I can report that it works – albeit slowly. Once you’ve confirmed the space you want and the direction in which you want to enter it on the infotainme­nt screen, you simply hold your finger down on a button on the centre console and the car does the rest all by itself: accelerati­ng, steering, braking, the lot.

The fact that the process takes about three times longer than if I’d done the job myself – a good 45 seconds in some cases – is enough to put me off using it, though. If you’re reversing into an end-on space, having started at right angles behind it, the car will often require at least two forward and backward manoeuvres before it’s done. It also has a disconcert­ing habit of speeding up once it’s heading almost straight in and then braking abruptly at the last second. The system sometimes struggles to identify the parking space unless it’s very clearly defined too.

I suspect that if you tried to use the parking aid in a busy car park, you’d have a queue of honking cars behind you long before you’d completed the manoeuvre. Frankly, I reckon it’s far quicker and easier to do it myself, especially as the Leaf allows you to go swiftly from drive to reverse and vice versa at low speeds without putting your foot on the brake pedal.

In most other respects, the Leaf is exceptiona­lly well adapted for urban use. This fact was brought into sharp focus again recently after back-to-back drives in three new family SUVS with small petrol engines and manual gearboxes. They were all perfectly decent, except that I found them quite awkward to drive around town. And no, it wasn’t because I’d forgotten how to drive a manual. Then I jumped back into the Leaf, with its torque-laden electric motor and no gears whatsoever, and the contrast could hardly have been more extreme.

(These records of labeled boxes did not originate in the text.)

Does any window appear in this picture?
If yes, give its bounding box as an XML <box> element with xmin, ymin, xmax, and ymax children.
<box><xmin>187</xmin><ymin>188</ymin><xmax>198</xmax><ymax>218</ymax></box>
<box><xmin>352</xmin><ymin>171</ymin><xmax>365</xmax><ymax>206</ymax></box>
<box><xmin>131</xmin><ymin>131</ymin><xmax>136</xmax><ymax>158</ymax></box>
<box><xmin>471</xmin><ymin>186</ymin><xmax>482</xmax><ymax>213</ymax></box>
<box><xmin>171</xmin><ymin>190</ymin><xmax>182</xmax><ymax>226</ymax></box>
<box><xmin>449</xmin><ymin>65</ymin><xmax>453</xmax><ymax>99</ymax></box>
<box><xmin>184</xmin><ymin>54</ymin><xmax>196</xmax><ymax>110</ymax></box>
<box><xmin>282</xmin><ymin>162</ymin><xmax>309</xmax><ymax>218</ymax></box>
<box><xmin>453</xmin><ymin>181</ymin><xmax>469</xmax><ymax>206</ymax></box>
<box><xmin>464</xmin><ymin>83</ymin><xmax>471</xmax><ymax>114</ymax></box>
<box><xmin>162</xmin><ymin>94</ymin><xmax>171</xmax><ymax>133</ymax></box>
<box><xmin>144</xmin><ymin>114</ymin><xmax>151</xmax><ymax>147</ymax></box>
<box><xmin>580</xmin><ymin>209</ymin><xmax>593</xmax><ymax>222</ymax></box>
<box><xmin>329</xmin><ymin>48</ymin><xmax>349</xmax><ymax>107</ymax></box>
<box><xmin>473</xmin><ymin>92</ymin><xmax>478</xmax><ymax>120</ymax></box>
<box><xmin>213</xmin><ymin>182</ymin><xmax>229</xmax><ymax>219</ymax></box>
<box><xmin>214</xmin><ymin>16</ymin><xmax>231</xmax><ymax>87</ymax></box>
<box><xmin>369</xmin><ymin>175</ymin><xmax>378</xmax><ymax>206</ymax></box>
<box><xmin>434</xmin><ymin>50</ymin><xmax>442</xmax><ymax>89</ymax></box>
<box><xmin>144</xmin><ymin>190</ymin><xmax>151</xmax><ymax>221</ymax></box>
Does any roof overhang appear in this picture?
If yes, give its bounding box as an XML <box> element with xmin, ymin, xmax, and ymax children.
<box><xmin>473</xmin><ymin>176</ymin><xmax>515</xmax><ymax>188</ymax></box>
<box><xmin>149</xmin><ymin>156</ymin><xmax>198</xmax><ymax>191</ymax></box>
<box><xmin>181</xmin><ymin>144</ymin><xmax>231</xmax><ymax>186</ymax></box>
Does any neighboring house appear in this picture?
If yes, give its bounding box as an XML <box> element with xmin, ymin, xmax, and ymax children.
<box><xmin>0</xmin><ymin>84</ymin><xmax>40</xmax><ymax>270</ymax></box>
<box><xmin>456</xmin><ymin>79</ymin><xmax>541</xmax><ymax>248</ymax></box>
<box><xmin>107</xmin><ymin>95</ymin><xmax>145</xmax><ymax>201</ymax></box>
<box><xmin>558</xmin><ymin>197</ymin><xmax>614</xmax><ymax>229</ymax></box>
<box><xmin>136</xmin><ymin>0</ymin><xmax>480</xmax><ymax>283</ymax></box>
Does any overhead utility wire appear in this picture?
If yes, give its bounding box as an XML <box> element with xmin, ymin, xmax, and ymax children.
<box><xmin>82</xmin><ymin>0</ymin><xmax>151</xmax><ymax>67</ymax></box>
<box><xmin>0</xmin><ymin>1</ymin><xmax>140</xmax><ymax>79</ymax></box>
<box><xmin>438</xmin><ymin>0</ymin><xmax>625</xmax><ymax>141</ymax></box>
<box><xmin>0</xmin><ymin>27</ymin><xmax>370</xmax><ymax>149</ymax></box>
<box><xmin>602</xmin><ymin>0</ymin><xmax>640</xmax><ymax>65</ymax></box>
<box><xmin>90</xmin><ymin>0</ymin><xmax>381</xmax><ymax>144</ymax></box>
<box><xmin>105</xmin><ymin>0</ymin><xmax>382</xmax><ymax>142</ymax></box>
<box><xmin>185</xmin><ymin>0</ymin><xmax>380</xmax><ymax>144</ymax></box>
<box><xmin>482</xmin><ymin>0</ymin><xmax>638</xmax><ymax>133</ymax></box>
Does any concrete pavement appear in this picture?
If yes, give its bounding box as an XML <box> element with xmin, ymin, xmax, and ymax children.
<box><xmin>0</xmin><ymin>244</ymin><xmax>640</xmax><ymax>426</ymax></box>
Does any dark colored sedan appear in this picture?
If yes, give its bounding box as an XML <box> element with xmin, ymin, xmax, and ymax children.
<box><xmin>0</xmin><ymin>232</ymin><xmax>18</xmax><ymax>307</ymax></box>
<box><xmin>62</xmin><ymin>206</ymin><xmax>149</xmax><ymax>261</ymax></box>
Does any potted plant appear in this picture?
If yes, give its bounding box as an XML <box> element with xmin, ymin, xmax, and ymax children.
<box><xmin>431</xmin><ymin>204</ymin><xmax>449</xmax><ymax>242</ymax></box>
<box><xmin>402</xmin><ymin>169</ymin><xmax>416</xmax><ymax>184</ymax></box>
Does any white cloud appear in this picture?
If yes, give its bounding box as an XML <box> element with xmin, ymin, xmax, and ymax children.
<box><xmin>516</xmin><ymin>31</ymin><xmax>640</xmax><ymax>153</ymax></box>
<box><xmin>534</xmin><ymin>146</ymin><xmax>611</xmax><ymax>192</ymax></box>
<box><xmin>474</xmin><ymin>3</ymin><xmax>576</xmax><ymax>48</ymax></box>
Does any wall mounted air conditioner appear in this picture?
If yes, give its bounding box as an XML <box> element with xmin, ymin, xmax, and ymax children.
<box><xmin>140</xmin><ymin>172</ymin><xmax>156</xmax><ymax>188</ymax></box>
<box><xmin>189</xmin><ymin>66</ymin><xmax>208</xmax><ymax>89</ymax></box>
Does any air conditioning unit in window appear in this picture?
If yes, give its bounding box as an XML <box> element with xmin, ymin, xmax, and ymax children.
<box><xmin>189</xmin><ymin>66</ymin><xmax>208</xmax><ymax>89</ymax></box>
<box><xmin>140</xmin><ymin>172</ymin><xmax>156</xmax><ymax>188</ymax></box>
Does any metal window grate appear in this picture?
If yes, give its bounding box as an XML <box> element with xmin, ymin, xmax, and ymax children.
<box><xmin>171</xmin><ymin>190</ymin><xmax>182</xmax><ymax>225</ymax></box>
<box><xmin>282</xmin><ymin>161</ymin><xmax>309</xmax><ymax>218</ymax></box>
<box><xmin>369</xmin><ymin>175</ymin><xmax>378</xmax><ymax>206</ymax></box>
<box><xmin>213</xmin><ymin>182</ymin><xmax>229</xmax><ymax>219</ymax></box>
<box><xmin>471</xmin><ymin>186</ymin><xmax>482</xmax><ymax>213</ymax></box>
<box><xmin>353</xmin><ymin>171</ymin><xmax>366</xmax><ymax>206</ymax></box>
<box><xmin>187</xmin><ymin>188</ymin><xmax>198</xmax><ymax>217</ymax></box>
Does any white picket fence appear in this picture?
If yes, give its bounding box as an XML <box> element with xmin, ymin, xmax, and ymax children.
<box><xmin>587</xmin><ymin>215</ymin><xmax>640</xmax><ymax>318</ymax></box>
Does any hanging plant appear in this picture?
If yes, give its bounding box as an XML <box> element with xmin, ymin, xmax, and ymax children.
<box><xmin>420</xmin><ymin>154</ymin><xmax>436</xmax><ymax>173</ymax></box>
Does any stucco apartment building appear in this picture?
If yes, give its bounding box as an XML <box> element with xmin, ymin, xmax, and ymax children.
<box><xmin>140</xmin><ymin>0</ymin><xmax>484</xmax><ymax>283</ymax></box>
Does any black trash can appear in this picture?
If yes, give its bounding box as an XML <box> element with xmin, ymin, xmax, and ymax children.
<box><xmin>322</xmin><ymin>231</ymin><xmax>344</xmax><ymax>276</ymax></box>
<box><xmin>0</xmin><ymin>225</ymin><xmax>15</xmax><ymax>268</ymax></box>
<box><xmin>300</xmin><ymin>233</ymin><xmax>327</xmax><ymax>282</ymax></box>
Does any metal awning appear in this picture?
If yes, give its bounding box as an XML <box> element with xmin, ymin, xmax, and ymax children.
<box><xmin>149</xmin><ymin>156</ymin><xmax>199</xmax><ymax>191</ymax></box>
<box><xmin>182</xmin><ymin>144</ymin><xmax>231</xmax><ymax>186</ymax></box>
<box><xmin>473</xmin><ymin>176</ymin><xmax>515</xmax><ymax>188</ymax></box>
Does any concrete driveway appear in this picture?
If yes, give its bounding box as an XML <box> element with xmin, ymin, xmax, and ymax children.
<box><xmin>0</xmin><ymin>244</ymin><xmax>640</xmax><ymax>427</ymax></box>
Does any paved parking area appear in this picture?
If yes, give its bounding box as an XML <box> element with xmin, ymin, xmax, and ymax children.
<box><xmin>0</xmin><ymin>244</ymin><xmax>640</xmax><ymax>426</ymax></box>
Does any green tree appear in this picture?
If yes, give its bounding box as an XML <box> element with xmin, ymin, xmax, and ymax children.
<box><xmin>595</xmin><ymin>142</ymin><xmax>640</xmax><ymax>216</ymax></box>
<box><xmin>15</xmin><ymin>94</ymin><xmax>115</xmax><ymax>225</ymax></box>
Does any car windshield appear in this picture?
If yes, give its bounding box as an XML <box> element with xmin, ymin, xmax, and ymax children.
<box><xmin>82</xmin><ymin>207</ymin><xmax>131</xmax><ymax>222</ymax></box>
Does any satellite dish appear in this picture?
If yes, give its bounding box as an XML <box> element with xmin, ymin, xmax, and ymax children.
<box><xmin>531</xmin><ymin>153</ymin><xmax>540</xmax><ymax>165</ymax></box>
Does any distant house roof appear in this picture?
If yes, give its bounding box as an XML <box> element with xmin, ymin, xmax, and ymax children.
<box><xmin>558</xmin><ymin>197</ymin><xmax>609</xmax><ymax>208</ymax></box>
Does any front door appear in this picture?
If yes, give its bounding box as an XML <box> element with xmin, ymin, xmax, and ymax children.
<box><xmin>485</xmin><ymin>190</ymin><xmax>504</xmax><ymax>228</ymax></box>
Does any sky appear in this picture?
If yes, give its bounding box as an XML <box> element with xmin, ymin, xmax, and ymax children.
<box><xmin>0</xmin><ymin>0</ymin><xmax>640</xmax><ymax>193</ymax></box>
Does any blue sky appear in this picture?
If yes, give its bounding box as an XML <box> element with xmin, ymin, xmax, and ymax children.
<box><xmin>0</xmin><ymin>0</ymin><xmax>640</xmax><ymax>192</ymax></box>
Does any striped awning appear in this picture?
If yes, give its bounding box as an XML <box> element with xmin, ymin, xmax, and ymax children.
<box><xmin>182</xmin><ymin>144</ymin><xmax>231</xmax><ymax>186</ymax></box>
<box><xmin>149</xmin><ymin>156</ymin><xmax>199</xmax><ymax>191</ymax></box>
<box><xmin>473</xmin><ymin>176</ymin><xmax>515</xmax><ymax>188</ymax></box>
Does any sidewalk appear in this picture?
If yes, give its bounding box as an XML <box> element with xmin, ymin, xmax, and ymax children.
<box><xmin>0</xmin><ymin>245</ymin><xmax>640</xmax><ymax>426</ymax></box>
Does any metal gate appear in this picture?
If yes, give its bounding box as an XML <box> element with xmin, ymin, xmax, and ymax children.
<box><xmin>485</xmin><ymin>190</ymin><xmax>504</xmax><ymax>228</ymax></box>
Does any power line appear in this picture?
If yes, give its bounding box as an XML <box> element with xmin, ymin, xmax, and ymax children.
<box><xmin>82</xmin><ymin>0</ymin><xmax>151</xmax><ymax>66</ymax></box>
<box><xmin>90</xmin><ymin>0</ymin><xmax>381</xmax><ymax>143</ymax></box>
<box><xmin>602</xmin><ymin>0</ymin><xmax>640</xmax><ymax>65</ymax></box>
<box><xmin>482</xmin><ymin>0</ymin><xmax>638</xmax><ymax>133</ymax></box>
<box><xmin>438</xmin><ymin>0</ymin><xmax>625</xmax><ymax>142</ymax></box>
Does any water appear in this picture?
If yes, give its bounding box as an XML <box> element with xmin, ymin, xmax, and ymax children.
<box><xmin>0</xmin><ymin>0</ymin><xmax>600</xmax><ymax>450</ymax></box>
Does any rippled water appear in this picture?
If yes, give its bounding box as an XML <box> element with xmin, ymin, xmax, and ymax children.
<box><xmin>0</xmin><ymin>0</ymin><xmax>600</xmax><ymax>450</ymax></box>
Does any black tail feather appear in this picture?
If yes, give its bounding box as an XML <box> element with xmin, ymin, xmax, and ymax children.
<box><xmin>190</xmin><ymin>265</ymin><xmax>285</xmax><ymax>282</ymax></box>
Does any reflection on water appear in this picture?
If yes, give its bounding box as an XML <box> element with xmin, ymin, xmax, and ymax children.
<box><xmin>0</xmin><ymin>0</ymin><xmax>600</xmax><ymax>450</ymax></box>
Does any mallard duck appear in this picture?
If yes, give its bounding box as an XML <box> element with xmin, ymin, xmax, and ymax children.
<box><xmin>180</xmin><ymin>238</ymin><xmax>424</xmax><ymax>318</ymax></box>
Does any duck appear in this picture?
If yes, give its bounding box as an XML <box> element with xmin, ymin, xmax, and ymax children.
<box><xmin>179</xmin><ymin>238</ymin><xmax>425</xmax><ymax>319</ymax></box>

Unlike most convention­ally powered cars, the Leaf never hesitates when pulling away from traffic lights or out of a side road into the flow of traffic. You never have to wait for the engine to restart or the gearbox to make up its mind which ratio is appropriat­e. With automatic hill hold provided by the electric motor, you’ll never find yourself accidental­ly rolling backwards on an incline, either. All told, the Leaf is pretty hard to beat when it comes to town driving.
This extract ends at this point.